It should feel like it's been a long time, because we first made enquiries in the summer, then we had our open day in September, then our sw interview in October, but our official application to adopt was sent off on 1 December so they are aiming to get us to Panel by summer, and it's all systems go. I even dared to look at kids stuff this week.... haven't done that in years!!   

Keep us posted for how you get on!! 
CX


----------



## liveinhope (Jan 8, 2008)

We had our first home visit today and it was nowhere near as bad I was expecting.  She did look round the house but not in any great depth just to check we had space etc for children.  She asked about some of the things we had put on our application form, and asked about our past tx etc.  I found it OK, even though I was really nervous.

We had our last tx about a year ago and gave ourselves 6months off before even pursuing adoption which was right for us.  We are now so excited about moving on to completing our family through adoption!

Good luck Skyblu, keep us posted

xx


----------



## skyblu (Sep 9, 2010)

Clomidia and liveinhope,

Thank you so much for your replies, it really helps being in contact with people who have and are going through the same things.

Clomidia, I am glad things are moving really well for you, where abouts do you live?
Also you mentioned about not being able to name the child you are placed with, this is not necessary true.
My dh auntie fosters babies short term,( from birth until they are adopted) and she had a boy named, let's just say "Josh" and the adopted parents then renamed him after he was legally theres.
I think this will depend on how old the child is but it is something you could ask at your next visit.

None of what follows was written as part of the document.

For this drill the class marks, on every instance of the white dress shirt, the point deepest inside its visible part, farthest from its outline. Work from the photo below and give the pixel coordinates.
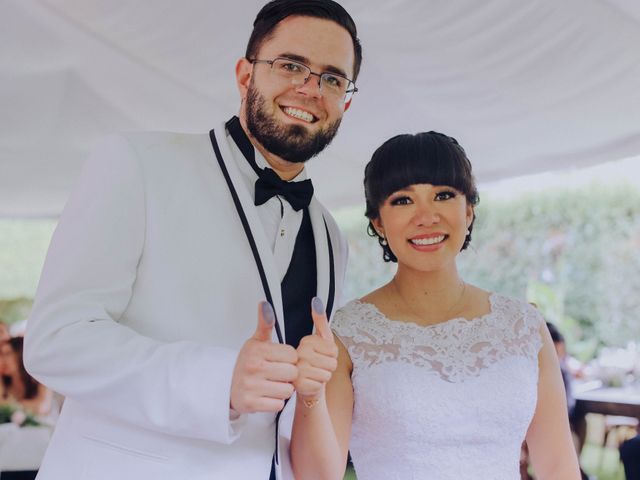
(280, 221)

Liveinhope, well done on getting through your first home visit.
It is not as bad as we seem to think, but I wished I didn't blub when we talked about the m/c.
But we are human beings and do have feelings, I just hope it doesn't go against us.

Good luck to you both and keep me posted how you both get on.
Thinking of you.
Skybluxx


----------



## Clomidia (Dec 13, 2007)

Oh skyblue   

I think we all have to have a blub sometime - I bawled my eyes out yesterday when I read the reference our friends wrote for us; it was beautiful. Honest, tender, so so lovely. I'm welling up just thinking about it!!!    I don't think I'm going to be able to hold back the tears on some occasions but I am going to be honest and say, this is me, I get emotional - I don't keep things inside and tense up, I'd rather let it out - surely that's a positive thing?   

We are in London sweetie (and we are looking up to age 7 so probably won't be able to change names, but that's fine!) 

Livinhope, I am so excited for you too!! Have you got dates/prep course booked yet? I can't believe we start next week... oooh my head   
Edited: just saw your ticker that you start in Feb.. oooh exciting! Looking forward to sharing the journey with you gals x


----------



## liveinhope (Jan 8, 2008)

I'm definitely an emotional person so cant imagine I will manage the whole process without crying at some point.  As you say if that's who you are, why hide it?

Not too far from you Clomidia as we're in Kent.

Our prep course starts 16th Feb, there's 5 sessions which finish 8 April.  Its really not that far away! It feels like for once our life is taking a positive direction

How did it go skyblu?

xx


----------



## skyblu (Sep 9, 2010)

Hi girls

Thanks again for your kind msgs.

Clomidia I'm from Ceredigion in Wales, there isn't many adopters in our area.
It really can go both ways, either it will be quite quick if I get on the training in April, if I don't get approved for that one and they want us to wait a little longer we will have to wait until September for the next one.
I really hope we get on the April one.

Liveinhope keep me posted how you get on
Skyblu.xx


----------



## Clomidia (Dec 13, 2007)

Oh good luck with that then skyblu! Hope you hear soon! 

Liveinhope, the first session was great - all the other couples are lovely and we really seem to gel, and understand each other, and are respectful so all good so far (still emotional at times, but definitely encouraging!!!) 

xx


----------